Sen. Flake proposes publicizing special interests receiving tax breaks

US Sen. Jeff Flake  

New federal legislation aimed at short-circuiting lobbyists who fight tax reform was introduced today in the Senate by U.S. Sen. Jeff Flake (R-Ariz.).

Flake, who announced the proposal via an Oct. 17 press release, complained in an editorial published on about how loopholes can be used to avoid the payment of lawful taxes. In one example he cited, Flake said “clever accounting allows nearly anything imaginable to become a write-off,” including exotic pets like alpacas.

This new legislation, called the Tax Expenditures Accountability Act, would require the Treasury Department to publish the name of any entity (but not individuals) receiving a tax credit, along with the dollar amount, with the stated aim to provide citizens and legislators alike more transparency about tax loopholes.

As the public debate over tax reform begins in earnest, the bill aims to give lawmakers and the public the necessary details surrounding tax expenditures to evaluate who is receiving how much and for what purpose. To that end, Flake will target the special interests taking advantage of the current tax code to reap the benefits of tax loopholes.
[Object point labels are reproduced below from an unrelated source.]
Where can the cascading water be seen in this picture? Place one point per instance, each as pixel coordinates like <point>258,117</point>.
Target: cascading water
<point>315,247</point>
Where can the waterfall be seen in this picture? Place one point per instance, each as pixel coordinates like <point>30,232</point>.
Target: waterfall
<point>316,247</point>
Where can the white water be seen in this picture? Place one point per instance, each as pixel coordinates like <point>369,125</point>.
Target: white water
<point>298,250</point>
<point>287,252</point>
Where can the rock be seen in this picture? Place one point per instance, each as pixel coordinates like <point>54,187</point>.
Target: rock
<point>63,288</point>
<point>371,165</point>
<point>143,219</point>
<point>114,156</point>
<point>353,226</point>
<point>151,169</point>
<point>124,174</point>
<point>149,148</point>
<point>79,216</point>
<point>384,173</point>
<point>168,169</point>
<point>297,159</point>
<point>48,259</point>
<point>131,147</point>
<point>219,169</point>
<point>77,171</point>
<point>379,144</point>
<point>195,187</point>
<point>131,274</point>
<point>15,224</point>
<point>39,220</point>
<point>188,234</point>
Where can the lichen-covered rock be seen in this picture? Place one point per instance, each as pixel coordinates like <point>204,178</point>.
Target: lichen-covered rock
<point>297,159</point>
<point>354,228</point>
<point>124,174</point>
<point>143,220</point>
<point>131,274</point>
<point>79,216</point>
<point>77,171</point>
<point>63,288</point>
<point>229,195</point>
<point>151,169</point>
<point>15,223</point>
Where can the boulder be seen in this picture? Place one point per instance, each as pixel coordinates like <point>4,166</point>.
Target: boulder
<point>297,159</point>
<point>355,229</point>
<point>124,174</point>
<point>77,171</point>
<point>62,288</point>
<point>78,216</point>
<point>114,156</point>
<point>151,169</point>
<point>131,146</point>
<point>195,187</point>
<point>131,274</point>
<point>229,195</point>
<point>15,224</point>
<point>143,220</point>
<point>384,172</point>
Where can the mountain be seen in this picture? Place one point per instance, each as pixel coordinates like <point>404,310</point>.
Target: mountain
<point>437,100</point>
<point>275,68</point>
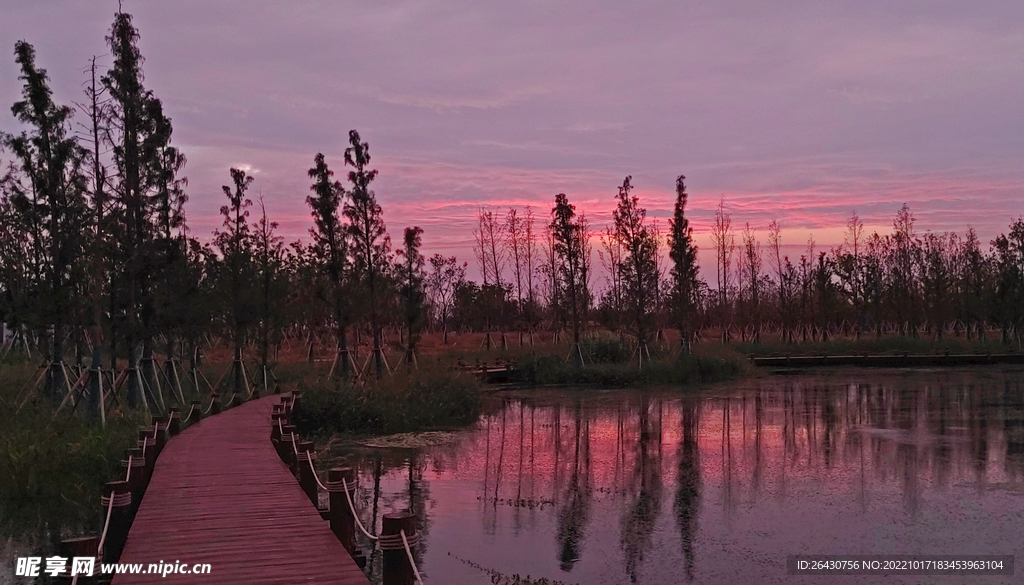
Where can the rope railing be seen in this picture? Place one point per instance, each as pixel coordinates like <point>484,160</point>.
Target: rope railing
<point>209,408</point>
<point>107,523</point>
<point>137,466</point>
<point>351,506</point>
<point>409,553</point>
<point>309,458</point>
<point>192,409</point>
<point>396,538</point>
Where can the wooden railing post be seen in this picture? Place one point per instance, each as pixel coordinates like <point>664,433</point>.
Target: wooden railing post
<point>306,478</point>
<point>136,478</point>
<point>174,423</point>
<point>83,546</point>
<point>159,424</point>
<point>274,429</point>
<point>287,452</point>
<point>147,443</point>
<point>117,531</point>
<point>397,570</point>
<point>342,520</point>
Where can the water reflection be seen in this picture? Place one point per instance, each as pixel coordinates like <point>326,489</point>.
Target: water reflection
<point>653,487</point>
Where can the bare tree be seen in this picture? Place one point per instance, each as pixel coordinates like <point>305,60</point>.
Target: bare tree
<point>639,269</point>
<point>752,274</point>
<point>530,258</point>
<point>515,245</point>
<point>489,248</point>
<point>372,246</point>
<point>569,245</point>
<point>725,244</point>
<point>775,241</point>
<point>443,280</point>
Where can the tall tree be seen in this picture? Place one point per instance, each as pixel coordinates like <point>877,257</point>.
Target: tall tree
<point>411,287</point>
<point>515,245</point>
<point>236,245</point>
<point>639,269</point>
<point>725,244</point>
<point>371,245</point>
<point>138,137</point>
<point>93,136</point>
<point>444,279</point>
<point>332,249</point>
<point>684,272</point>
<point>50,160</point>
<point>568,251</point>
<point>752,263</point>
<point>268,252</point>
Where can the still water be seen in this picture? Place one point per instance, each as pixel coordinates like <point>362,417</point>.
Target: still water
<point>658,487</point>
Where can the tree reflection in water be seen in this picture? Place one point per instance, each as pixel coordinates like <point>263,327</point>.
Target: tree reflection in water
<point>791,462</point>
<point>687,503</point>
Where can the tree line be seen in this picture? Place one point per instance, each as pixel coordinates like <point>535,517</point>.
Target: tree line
<point>96,259</point>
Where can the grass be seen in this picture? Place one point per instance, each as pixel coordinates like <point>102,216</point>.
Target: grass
<point>869,344</point>
<point>435,398</point>
<point>52,469</point>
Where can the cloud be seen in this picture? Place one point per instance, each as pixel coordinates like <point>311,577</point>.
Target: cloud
<point>797,111</point>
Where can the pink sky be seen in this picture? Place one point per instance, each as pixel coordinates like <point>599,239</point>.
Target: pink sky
<point>795,112</point>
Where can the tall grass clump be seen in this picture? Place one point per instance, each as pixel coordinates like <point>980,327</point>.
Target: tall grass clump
<point>544,370</point>
<point>870,344</point>
<point>52,468</point>
<point>406,403</point>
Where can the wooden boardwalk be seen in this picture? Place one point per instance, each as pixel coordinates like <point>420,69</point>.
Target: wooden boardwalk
<point>219,494</point>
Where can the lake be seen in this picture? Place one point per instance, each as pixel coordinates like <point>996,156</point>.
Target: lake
<point>716,485</point>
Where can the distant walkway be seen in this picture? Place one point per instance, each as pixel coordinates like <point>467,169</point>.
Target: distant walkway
<point>219,494</point>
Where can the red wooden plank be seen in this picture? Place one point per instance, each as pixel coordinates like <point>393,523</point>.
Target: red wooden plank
<point>220,495</point>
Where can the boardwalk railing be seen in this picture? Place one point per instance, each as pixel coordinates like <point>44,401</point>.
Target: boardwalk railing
<point>398,536</point>
<point>120,499</point>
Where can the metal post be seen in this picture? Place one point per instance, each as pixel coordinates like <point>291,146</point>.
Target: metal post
<point>397,570</point>
<point>117,531</point>
<point>306,478</point>
<point>342,520</point>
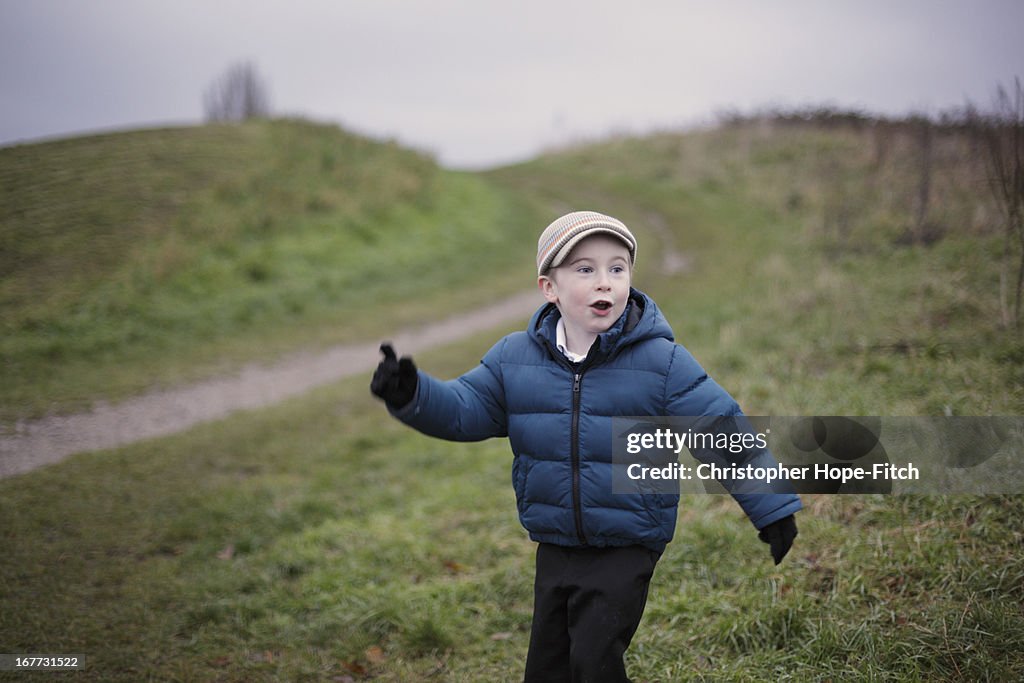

“Congress cannot reform the tax code if we do not even know what loopholes there are, the cost of each, and who they are benefiting,” Flake said in the release. “Every tax give-away to one special interest represents a tax hike for everyone else, which Congress should be prepared to justify.”

Flake published a study last April titled “Tax Rackets: Outlandish Loopholes to Lower Tax Liabilities” that documented how special interests manipulate tax laws to their advantage.